Yeah I was making a competitive point, which assumes one is putting in squads with roles in mind. If you are building a fluffy themed army, then you have less choices. Though arguably, an Emperor's Children, Death Guard or World Eaters themed army can all be extremely competitive. Competitively speaking, in my opinion (and I know its harsh), Thousand Sons are inferior.


----------



## Orochi (Jan 28, 2009)

Aramoro said:


> You're all missing the rather obvious point. Thousand Sons have cooler hats than anyone else, thus making them awesome.
> 
> Aramoro


Case Closed.


----------



## telemicus (Apr 10, 2010)

Aramoro said:


> You're all missing the rather obvious point. Thousand Sons have cooler hats than anyone else, thus making them awesome.
> 
> Aramoro


Agreed!
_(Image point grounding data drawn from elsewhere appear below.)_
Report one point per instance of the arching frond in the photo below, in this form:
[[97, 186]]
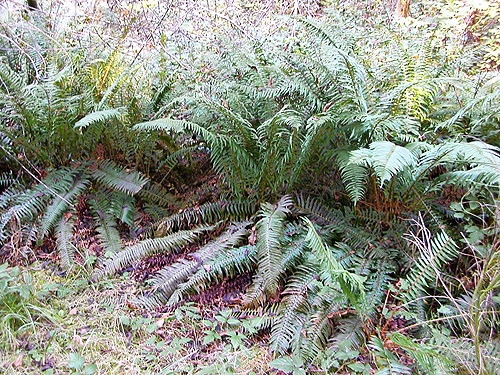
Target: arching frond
[[66, 249], [269, 232], [99, 116], [118, 178], [167, 279], [148, 247]]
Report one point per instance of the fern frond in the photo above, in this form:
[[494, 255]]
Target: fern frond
[[435, 251], [118, 178], [351, 284], [429, 361], [293, 309], [269, 232], [167, 279], [61, 203], [99, 116], [148, 247], [66, 249], [227, 264], [208, 213], [106, 225], [155, 193]]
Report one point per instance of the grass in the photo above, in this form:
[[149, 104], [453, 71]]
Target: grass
[[79, 328]]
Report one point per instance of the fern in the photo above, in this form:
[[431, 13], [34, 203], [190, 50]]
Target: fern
[[148, 247], [119, 179], [208, 213], [106, 225], [61, 203], [293, 309], [269, 231], [227, 264], [166, 280], [66, 249], [434, 253], [99, 116], [351, 284]]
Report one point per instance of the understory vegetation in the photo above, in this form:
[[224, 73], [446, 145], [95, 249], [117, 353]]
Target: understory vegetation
[[288, 189]]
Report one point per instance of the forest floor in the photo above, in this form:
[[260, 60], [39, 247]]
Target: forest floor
[[77, 327], [74, 326]]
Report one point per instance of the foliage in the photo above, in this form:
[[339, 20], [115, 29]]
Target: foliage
[[389, 136]]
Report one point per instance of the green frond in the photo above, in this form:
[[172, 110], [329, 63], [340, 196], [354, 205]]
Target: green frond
[[435, 252], [226, 264], [122, 206], [348, 333], [210, 212], [64, 232], [7, 179], [118, 178], [167, 279], [387, 160], [178, 126], [146, 248], [428, 360], [61, 202], [293, 308], [106, 225], [318, 330], [387, 362], [354, 177], [99, 116], [351, 284], [269, 236], [155, 193]]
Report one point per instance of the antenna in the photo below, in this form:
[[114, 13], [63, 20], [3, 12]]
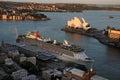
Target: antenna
[[16, 31]]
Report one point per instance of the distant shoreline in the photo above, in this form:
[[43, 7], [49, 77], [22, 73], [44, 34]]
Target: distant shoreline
[[56, 7]]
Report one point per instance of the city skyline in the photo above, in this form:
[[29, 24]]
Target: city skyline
[[70, 1]]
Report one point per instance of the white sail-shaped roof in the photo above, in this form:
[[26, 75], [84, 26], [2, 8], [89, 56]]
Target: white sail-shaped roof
[[77, 23]]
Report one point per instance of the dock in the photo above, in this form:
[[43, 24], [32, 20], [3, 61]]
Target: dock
[[34, 51]]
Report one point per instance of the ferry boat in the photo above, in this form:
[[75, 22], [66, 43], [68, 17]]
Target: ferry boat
[[64, 51]]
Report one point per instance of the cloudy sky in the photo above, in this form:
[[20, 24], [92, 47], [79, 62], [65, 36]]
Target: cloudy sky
[[70, 1]]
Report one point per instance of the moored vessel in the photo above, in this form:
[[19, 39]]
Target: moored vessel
[[64, 51]]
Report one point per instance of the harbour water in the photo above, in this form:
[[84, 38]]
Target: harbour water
[[107, 59]]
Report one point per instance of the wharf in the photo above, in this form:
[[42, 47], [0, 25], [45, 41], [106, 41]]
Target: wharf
[[34, 51]]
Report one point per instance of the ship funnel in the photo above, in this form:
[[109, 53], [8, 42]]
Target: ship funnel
[[54, 42], [66, 43]]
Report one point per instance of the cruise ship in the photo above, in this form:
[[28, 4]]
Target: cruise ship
[[64, 51]]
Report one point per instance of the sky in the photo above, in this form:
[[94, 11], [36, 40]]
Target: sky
[[71, 1]]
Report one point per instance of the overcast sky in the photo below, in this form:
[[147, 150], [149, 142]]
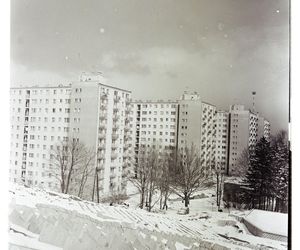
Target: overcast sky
[[223, 49]]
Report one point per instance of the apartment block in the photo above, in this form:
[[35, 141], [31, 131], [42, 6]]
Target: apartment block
[[222, 121], [89, 111], [40, 117], [245, 129], [154, 124], [175, 125], [197, 126]]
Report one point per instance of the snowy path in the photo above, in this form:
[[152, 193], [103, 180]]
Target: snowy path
[[65, 222]]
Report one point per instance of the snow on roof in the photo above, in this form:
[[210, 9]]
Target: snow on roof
[[270, 222]]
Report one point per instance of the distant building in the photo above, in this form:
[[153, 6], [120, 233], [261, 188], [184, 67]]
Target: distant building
[[154, 125], [175, 125], [89, 111], [245, 129], [222, 139], [197, 126]]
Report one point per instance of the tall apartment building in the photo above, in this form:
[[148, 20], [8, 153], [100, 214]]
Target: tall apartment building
[[222, 121], [154, 124], [263, 128], [175, 125], [89, 111], [40, 117], [197, 126], [245, 129]]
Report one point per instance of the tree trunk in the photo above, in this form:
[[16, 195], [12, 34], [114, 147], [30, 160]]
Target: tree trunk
[[218, 190], [142, 199], [186, 199]]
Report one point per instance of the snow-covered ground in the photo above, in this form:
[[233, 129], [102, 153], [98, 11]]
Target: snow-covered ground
[[47, 220]]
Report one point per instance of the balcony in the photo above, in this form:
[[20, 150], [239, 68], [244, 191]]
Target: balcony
[[115, 127], [117, 98], [102, 118], [114, 156], [101, 156], [112, 176], [102, 127], [103, 107], [115, 109], [116, 118], [103, 97], [114, 136], [102, 135], [101, 146]]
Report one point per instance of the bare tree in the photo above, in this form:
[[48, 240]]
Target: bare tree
[[219, 174], [164, 179], [243, 163], [85, 171], [141, 177], [188, 175], [71, 163]]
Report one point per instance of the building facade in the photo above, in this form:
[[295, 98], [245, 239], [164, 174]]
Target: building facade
[[154, 124], [222, 134], [88, 111], [197, 126], [245, 129], [169, 125]]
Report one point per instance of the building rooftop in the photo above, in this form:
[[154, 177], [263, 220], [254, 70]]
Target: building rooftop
[[42, 86]]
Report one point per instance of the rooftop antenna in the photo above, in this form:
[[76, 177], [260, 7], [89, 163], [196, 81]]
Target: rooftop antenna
[[253, 101]]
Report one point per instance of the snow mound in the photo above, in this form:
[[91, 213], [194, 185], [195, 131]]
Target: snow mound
[[270, 222], [44, 220]]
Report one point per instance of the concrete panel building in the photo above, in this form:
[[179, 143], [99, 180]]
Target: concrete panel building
[[89, 111], [175, 125], [245, 129], [197, 126], [40, 117], [222, 129]]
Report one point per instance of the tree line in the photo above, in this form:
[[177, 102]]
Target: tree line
[[267, 177], [158, 174]]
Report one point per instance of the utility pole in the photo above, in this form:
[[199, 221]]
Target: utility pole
[[253, 101]]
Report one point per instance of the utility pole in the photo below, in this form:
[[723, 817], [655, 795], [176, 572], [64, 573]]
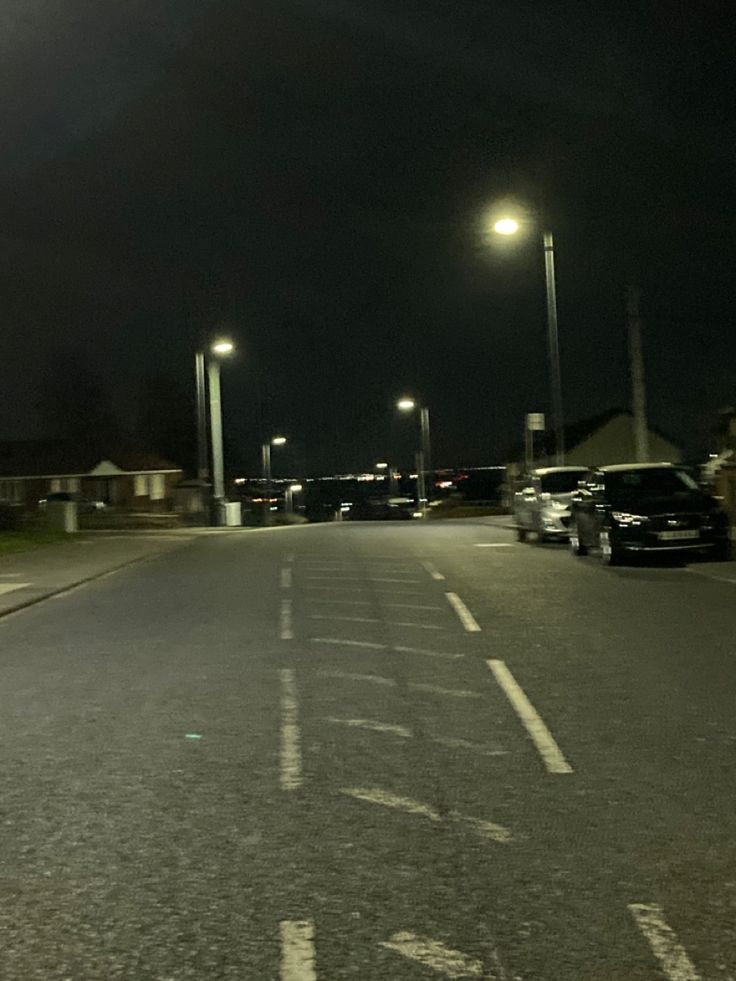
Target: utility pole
[[638, 385]]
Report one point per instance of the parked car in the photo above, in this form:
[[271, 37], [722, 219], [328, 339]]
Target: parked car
[[85, 505], [645, 507], [542, 503]]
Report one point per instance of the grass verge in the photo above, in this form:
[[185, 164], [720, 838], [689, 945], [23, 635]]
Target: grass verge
[[22, 541]]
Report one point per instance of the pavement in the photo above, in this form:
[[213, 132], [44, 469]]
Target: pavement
[[375, 751]]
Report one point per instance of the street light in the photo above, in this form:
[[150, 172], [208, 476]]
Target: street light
[[217, 349], [290, 491], [508, 225], [423, 457], [266, 459]]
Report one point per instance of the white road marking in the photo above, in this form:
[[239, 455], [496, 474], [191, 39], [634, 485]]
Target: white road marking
[[673, 959], [433, 571], [433, 954], [466, 744], [8, 587], [465, 616], [349, 643], [373, 726], [388, 623], [437, 690], [291, 755], [375, 795], [339, 578], [373, 679], [418, 650], [339, 642], [532, 722], [285, 629], [297, 951], [410, 606]]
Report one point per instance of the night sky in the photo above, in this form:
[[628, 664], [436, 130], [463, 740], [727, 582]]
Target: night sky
[[311, 175]]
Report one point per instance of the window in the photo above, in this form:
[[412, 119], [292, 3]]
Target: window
[[158, 486]]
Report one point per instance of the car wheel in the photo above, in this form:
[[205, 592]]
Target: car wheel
[[576, 545], [610, 554]]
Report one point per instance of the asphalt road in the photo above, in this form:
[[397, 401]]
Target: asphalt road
[[375, 752]]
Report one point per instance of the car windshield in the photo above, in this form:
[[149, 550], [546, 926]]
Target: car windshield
[[561, 483], [649, 483]]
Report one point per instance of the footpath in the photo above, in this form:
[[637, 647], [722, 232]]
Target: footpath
[[34, 575]]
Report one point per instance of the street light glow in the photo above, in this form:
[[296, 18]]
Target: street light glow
[[506, 226], [223, 347]]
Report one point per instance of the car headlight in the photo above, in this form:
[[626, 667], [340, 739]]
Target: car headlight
[[624, 518]]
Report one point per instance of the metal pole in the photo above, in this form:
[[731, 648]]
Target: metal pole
[[203, 470], [555, 376], [421, 491], [218, 474], [638, 387], [266, 456], [426, 452]]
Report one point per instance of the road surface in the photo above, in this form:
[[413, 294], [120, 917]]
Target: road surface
[[372, 751]]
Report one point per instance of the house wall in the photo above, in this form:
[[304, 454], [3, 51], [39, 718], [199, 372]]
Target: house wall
[[141, 492], [614, 443]]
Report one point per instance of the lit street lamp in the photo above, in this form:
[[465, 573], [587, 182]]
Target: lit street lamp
[[266, 460], [289, 501], [217, 350], [423, 457], [507, 225]]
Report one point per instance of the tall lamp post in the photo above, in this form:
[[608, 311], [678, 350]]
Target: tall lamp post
[[510, 226], [217, 350], [423, 459], [267, 477]]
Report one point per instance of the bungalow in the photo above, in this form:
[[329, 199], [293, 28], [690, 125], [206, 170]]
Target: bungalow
[[123, 476]]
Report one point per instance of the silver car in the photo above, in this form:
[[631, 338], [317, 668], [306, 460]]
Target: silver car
[[542, 502]]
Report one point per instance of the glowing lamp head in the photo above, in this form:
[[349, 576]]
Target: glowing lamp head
[[223, 347], [506, 226]]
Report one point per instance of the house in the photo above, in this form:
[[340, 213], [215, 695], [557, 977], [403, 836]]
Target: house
[[597, 442], [609, 438], [124, 476]]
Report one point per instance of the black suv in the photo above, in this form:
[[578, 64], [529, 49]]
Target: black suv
[[645, 507]]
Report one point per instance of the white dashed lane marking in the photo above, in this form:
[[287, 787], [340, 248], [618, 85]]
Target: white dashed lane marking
[[375, 795], [291, 756], [9, 587], [285, 628], [464, 615], [297, 951], [532, 722], [672, 957], [433, 571], [434, 955]]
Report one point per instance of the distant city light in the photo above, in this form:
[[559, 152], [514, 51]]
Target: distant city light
[[506, 226]]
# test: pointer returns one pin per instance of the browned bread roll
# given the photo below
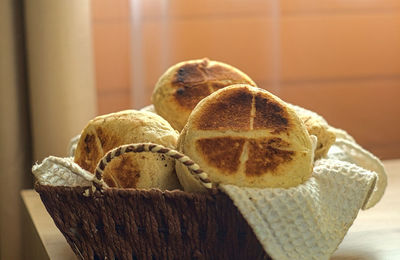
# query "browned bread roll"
(144, 170)
(316, 125)
(183, 85)
(248, 137)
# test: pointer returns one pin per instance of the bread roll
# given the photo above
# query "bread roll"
(248, 137)
(316, 125)
(183, 85)
(144, 170)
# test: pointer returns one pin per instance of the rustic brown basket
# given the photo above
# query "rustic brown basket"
(149, 224)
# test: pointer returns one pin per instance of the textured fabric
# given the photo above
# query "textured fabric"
(310, 220)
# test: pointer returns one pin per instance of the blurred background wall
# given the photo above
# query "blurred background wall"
(63, 62)
(338, 58)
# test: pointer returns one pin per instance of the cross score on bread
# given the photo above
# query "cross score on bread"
(247, 135)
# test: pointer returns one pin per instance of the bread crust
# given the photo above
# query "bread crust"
(183, 85)
(144, 170)
(267, 145)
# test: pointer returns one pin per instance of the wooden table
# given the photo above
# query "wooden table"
(374, 235)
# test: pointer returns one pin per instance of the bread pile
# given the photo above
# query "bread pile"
(238, 133)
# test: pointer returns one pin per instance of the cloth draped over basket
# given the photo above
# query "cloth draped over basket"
(304, 222)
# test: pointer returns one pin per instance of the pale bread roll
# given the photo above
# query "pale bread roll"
(317, 125)
(246, 136)
(183, 85)
(144, 170)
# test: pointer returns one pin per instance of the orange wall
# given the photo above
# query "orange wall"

All in favor...:good:


----------



## Dawnstar (Jan 21, 2010)

Awesome hats, with a similarly awesome color scheme :wink:


----------



## unixknight (Jul 26, 2010)

I dunno I think you can make a Thousand Sons army work pretty well if you get creative with how you define your units.

I want to do a Thousand Sons force with the option of adding demons but at the same time I want to preserve some semblance of flexibility and not make it just a swarm of Rubrics and Sorcerers. 

At the same time fluff is important to me so I don't want to just toss in other stuff from the C:CSM 'dex.

My solution:

A couple squads of Rubrics

A couple squads of 'generic' chaos marines painted in the livery of the Thousand Sons pre-heresy. The explanation being they're still with their brothers but were, for whatever reason, spared the effects of Ahriman's spell. (With the chaotic nature of space-time in the Warp, maybe they come from a time before it was cast and sort of "jumped" over it.)

A couple squads of possessed marines painted in a mix of the old and new paint schemes, maybe using that as a way to identify the units.

I can add spawn and princes and tie them to the Thousand Sons by saying they're former marines. I may even do a Demon Prince of Magnus the Red.


----------